The Order Effect: Investigating Prompt Sensitivity in Closed-Source LLMs

Bryan Guan, Tanya G. Roosta, Peyman Passban, Mehdi Rezagholizadeh

Published: 2025, Last Modified: 20 May 2025CoRR 2025EveryoneRevisionsBibTeXCC BY-SA 4.0

Abstract: As large language models (LLMs) become integral to diverse applications, ensuring their reliability under varying input conditions is crucial. One key issue affecting this reliability is order sensitivity, wherein slight variations in the input arrangement can lead to inconsistent or biased outputs. Although recent advances have reduced this sensitivity, the problem remains unresolved. This paper investigates the extent of order sensitivity in LLMs whose internal components are hidden from users (such as closed-source models or those accessed via API calls).

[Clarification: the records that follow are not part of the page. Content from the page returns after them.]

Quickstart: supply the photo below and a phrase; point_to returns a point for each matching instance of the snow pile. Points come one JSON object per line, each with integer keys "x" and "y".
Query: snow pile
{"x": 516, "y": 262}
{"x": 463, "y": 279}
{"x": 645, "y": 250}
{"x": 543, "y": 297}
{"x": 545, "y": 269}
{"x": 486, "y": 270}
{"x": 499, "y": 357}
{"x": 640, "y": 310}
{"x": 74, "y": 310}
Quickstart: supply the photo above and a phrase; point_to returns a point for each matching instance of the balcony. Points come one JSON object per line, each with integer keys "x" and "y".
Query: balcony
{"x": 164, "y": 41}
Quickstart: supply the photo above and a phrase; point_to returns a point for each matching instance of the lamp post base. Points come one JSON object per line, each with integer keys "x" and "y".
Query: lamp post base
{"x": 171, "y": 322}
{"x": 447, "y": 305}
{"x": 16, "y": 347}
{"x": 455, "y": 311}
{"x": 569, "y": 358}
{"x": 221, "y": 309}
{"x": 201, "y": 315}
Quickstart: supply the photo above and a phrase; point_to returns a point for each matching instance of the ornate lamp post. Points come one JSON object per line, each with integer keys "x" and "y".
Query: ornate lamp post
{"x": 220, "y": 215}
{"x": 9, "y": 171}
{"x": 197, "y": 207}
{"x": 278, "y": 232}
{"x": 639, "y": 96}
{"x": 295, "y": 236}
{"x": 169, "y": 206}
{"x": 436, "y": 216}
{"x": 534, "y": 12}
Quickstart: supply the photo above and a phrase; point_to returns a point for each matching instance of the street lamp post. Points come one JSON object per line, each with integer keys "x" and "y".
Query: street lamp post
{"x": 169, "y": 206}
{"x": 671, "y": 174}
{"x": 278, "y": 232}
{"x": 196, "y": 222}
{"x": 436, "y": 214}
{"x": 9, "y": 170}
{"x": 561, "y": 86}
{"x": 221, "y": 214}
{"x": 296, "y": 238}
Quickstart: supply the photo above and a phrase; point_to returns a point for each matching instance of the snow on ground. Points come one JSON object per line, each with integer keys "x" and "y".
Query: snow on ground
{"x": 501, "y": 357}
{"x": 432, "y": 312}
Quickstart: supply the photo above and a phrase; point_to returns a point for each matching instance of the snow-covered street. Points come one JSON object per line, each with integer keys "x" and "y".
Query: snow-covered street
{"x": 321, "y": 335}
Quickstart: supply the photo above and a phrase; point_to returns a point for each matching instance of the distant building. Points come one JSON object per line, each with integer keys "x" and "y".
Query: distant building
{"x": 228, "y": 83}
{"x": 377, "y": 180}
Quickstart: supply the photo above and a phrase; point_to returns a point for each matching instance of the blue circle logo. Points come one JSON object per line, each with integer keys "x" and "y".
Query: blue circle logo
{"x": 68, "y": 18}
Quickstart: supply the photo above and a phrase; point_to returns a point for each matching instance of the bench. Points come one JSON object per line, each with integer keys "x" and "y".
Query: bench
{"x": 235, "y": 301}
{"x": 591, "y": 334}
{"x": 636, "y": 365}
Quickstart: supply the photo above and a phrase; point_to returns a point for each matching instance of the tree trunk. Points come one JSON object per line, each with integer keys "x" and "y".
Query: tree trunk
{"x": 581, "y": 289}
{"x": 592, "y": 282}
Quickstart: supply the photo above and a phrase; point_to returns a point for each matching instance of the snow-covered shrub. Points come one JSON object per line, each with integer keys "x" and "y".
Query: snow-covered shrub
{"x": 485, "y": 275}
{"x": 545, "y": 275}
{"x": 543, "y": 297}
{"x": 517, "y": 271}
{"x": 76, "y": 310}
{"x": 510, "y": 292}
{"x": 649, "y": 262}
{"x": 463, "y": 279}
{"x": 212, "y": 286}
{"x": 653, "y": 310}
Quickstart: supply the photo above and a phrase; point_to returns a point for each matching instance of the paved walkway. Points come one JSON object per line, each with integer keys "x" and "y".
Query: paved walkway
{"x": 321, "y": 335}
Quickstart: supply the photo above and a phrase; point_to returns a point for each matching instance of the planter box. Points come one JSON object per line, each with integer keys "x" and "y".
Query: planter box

We conduct experiments across multiple tasks, including paraphrasing, relevance judgment, and multiple-choice questions. Our results show that input order significantly affects performance across tasks, with shuffled inputs leading to measurable declines in output accuracy. Few-shot prompting demonstrates mixed effectiveness and offers partial mitigation; however, fails to fully resolve the problem. These findings highlight persistent risks, particularly in high-stakes applications, and point to the need for more robust LLMs or improved input-handling techniques in future development.